Intercostal nerve blocks
Pain in the wound incision or drain sites may be managed using single injections of a local anaesthetic into several intercostal spaces above and below the site of pain. Although these are effective and simple to perform, the pain relief they give can be short-acting, requiring multiple injections of large volumes of local anaesthetic, thus increasing the risk of local anaesthetic toxicity (Hughes and Gao, 2005).
Interpleural analgesia also provides intercostal nerve blockade and can be administered as a bolus or by continuous infusion of a local anaesthetic. It involves inserting an indwelling catheter into the interpleural space between the visceral and parietal pleura. Unfortunately it is thought that the local anaesthetic is lost to the chest drains, so limiting its efficacy (Soto and Fu, 2003), and that toxicity may also develop through absorption of local anaesthetic solution.
Pain after thoracic surgery is best managed using a multimodal or balanced analgesic approach in combination with non-pharmacological interventions. This involves using different classes of drugs, such as non-opioids, opioids, NSAIDs and regional techniques, depending on the type of surgery and individual tolerance.
A simple approach to pain management should be adopted whenever possible and use of the World Health Organization (WHO) analgesic ladder (WHO, 1996) may be beneficial as it provides a stepwise solution in accordance with the intensity of the pain, whether it is decreasing or increasing, and the effectiveness of the analgesic regimen.
Although originally developed for use in cancer pain, the analgesic ladder can be adapted for use in acute pain (McQuay, undated, see references), as it offers guidance on step-down analgesia following the use of strong opioids and epidural analgesia.
On discontinuing ‘high-tech’ modes of analgesia, the use of regular paracetamol with a weak opioid, such as codeine or tramadol, is recommended until the patient is able to step down to paracetamol alone.
Adjuvants, such as NSAIDs, TENS, regional blocks and neuropathic drugs can be administered at any step along the ladder.
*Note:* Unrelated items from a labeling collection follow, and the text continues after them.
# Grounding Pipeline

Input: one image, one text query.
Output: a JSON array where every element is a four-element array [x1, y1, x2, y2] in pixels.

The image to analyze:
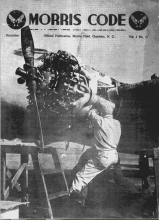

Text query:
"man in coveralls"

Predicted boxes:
[[70, 68, 139, 205]]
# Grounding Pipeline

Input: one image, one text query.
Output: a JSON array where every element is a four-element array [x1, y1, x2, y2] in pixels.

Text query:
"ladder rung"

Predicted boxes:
[[42, 169, 64, 175], [49, 191, 69, 200]]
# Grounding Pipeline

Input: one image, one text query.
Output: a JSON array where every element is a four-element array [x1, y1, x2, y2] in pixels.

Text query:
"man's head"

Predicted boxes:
[[98, 100, 115, 116]]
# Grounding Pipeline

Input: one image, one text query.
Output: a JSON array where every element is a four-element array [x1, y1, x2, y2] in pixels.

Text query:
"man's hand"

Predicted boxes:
[[70, 85, 91, 115]]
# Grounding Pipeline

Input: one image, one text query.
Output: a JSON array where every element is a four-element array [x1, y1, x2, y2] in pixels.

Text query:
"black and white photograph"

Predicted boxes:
[[0, 0, 159, 220]]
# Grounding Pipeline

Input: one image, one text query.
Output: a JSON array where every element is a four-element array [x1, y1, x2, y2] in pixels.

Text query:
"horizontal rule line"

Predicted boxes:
[[30, 28, 126, 31]]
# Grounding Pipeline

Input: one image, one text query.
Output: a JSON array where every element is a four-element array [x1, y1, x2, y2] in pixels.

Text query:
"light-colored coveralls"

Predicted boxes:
[[71, 110, 139, 193]]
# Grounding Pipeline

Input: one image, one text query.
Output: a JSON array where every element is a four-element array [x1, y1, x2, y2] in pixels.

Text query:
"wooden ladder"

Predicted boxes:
[[1, 144, 69, 219], [31, 147, 69, 218]]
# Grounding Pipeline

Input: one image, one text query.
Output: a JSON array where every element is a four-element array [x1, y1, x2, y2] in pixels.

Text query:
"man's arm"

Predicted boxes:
[[87, 109, 103, 126]]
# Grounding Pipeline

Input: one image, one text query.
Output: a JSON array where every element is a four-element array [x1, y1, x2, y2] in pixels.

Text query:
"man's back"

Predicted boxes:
[[89, 112, 121, 151]]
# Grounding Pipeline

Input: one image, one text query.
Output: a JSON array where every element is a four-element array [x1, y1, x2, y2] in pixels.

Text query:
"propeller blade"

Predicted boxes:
[[21, 26, 34, 66]]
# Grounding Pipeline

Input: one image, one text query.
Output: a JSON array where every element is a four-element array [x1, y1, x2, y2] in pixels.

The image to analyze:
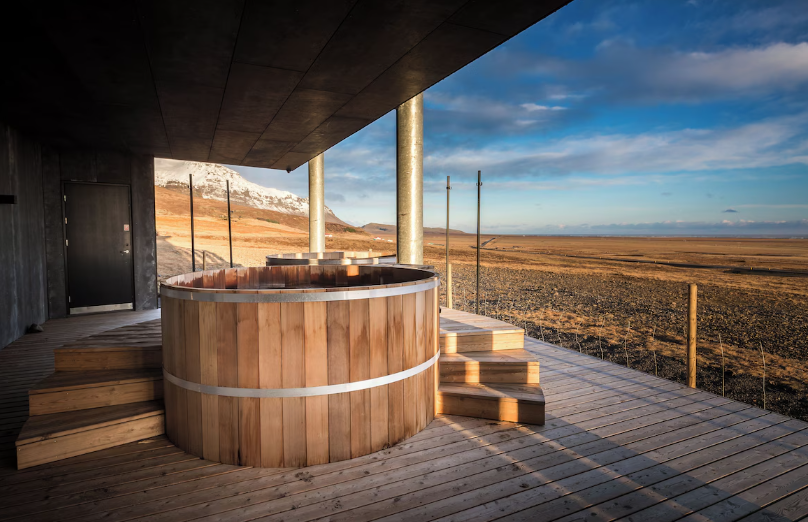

The addition of analgesia on an as-required basis allows patients to control incidental or breakthrough pain pre-emptively before interventions such as chest drain removal and physiotherapy. Although the chest cannot be immobilised, patients can be encouraged to ‘hug’ their chest during coughing or physiotherapy to help support the wound and thereby reduce the level of incidental pain.
Pain is a subjective experience and its management should be individually tailored in the thoracic surgical patient using an holistic approach. Effective communication between the patient and members of the multidisciplinary team is also important.
Assessment should involve listening to the patient and involving him or her in management decisions. The mode of analgesia chosen will depend on the type of surgical incision, the type of anaesthetic the patient has received, the patient’s choice of regional analgesia and the suitability of the patient for the different classes of analgesic drugs. Effective communication between the patient and members of the multidisciplinary team will ensure pain is treated in a timely and effective manner.
As the patient’s advocate, the nurse plays a crucial role in postoperative pain management. A successful pain management plan involves implementing a balanced analgesic regimen that is patient-focused and that meets the changing needs of the individual throughout the immediate postoperative period and ongoing recovery.
- This article has been double-blind peer-reviewed.